Este homem extraordinário, este português incomum, bondoso, sábio, generoso e decente, um dos maiores intelectuais europeus, que se foi embora há dias, com 95 anos, passou a vida a estudar, a interpelar, a interrogar-se e a pôr em causa todo o conhecimento adquirido, numa inquietação que o conduzia a outras inquietações e a novos dilemas. Marxista, comunista, membro do Comité Central do PCP, nunca entendeu a imposição dos dogmas, e a cedência do espírito às injunções do momento. A essência do seu percurso não tem igual. O meu amigo Vasco Graça Moura, num poema belíssimo, "Um Senhor de Matosinhos", traçou-lhe o retrato, por dentro e por fora. É um dos mais formidáveis textos de admiração da literatura portuguesa.

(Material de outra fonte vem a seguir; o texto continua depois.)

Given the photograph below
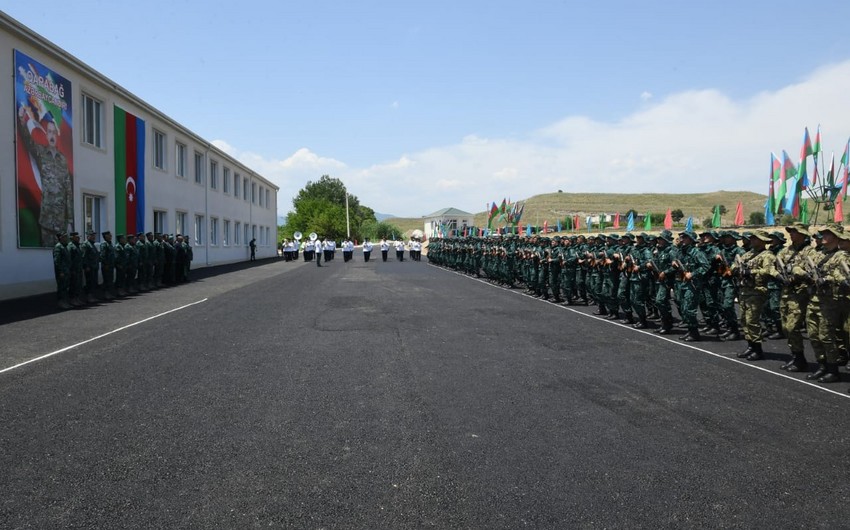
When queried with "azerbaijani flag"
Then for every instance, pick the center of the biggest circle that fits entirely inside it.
(129, 172)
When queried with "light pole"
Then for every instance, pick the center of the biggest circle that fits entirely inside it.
(347, 220)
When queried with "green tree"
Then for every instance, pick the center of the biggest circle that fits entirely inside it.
(320, 207)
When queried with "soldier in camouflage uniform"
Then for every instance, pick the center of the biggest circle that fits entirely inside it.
(831, 279)
(90, 257)
(794, 277)
(62, 270)
(691, 268)
(756, 268)
(107, 265)
(662, 266)
(728, 252)
(76, 287)
(56, 209)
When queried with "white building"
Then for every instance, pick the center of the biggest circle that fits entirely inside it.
(180, 183)
(454, 221)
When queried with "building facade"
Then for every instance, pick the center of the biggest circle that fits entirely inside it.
(78, 152)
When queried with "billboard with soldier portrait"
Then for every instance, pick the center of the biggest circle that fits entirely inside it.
(44, 153)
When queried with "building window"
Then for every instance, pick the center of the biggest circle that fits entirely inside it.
(180, 156)
(213, 231)
(199, 230)
(180, 223)
(199, 168)
(158, 149)
(160, 221)
(94, 214)
(92, 121)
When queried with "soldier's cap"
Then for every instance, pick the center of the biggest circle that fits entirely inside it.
(834, 228)
(760, 235)
(666, 235)
(802, 228)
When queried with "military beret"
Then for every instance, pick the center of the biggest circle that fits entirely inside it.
(834, 228)
(802, 228)
(761, 235)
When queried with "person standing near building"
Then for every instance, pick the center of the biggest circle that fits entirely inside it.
(367, 250)
(62, 270)
(90, 259)
(107, 265)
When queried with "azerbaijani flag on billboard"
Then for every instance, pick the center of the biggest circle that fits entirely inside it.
(129, 173)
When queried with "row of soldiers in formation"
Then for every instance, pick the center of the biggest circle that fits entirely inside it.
(134, 263)
(782, 289)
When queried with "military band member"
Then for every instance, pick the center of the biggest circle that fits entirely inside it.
(91, 258)
(62, 270)
(367, 250)
(107, 265)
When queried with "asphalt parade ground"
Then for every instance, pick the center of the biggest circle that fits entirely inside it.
(399, 395)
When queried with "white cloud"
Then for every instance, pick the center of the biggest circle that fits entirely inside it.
(694, 141)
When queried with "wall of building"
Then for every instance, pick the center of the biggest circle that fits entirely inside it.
(216, 206)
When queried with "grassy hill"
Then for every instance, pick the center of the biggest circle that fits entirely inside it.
(553, 206)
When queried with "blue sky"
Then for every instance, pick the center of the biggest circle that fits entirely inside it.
(418, 106)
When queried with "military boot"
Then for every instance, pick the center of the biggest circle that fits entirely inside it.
(820, 372)
(832, 375)
(757, 354)
(797, 364)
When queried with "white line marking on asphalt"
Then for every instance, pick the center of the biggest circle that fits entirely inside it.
(656, 336)
(122, 328)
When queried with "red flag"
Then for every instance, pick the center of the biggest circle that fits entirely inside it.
(739, 214)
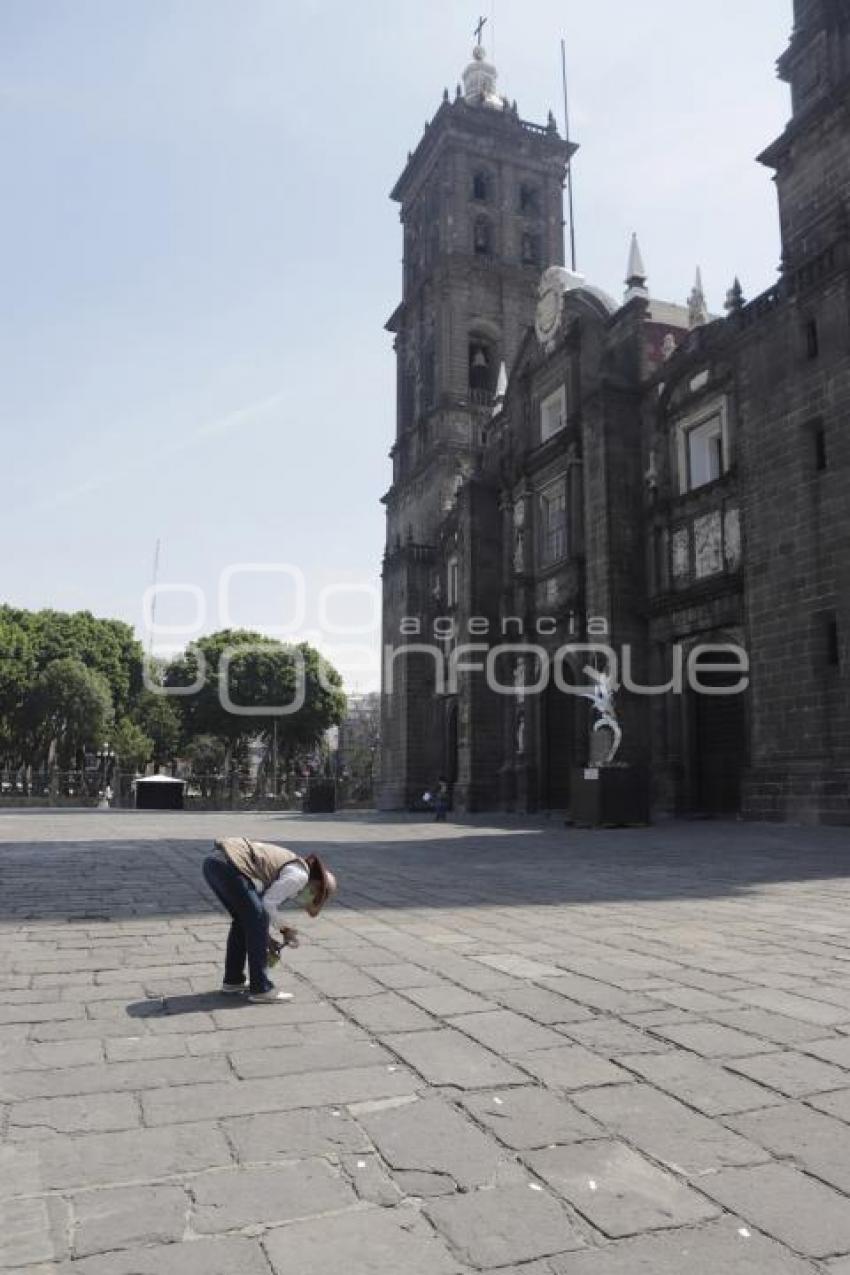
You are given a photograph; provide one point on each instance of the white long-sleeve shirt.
(289, 882)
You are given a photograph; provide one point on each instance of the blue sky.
(199, 253)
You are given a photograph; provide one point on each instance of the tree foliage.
(68, 678)
(68, 708)
(242, 670)
(131, 746)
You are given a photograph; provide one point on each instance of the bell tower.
(482, 213)
(811, 157)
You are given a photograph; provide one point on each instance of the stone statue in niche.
(519, 548)
(520, 733)
(602, 698)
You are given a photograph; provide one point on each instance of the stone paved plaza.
(514, 1047)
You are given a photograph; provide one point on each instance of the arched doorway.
(718, 737)
(450, 749)
(558, 724)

Há dias, no DN, Francisco Mangas recordava uma carta (1978) de Óscar Lopes ao seu companheiro António José Saraiva: "Estou farto de sofrer dores de cabeça e este mal difuso. No entanto, acredito que a vida tem um sentido. Acredito, de raiz, nisso. Nesse aspecto sou religioso e fui-o sempre."
Perguntar aos livros, aos temas sagrados e à matemática, aos teólogos e aos materialistas, perguntar à vida o que a vida tentava ocultar. Decifrar os sinais mais escassos e duvidar, duvidar sempre, até da própria dúvida. Deixou-nos esse legado.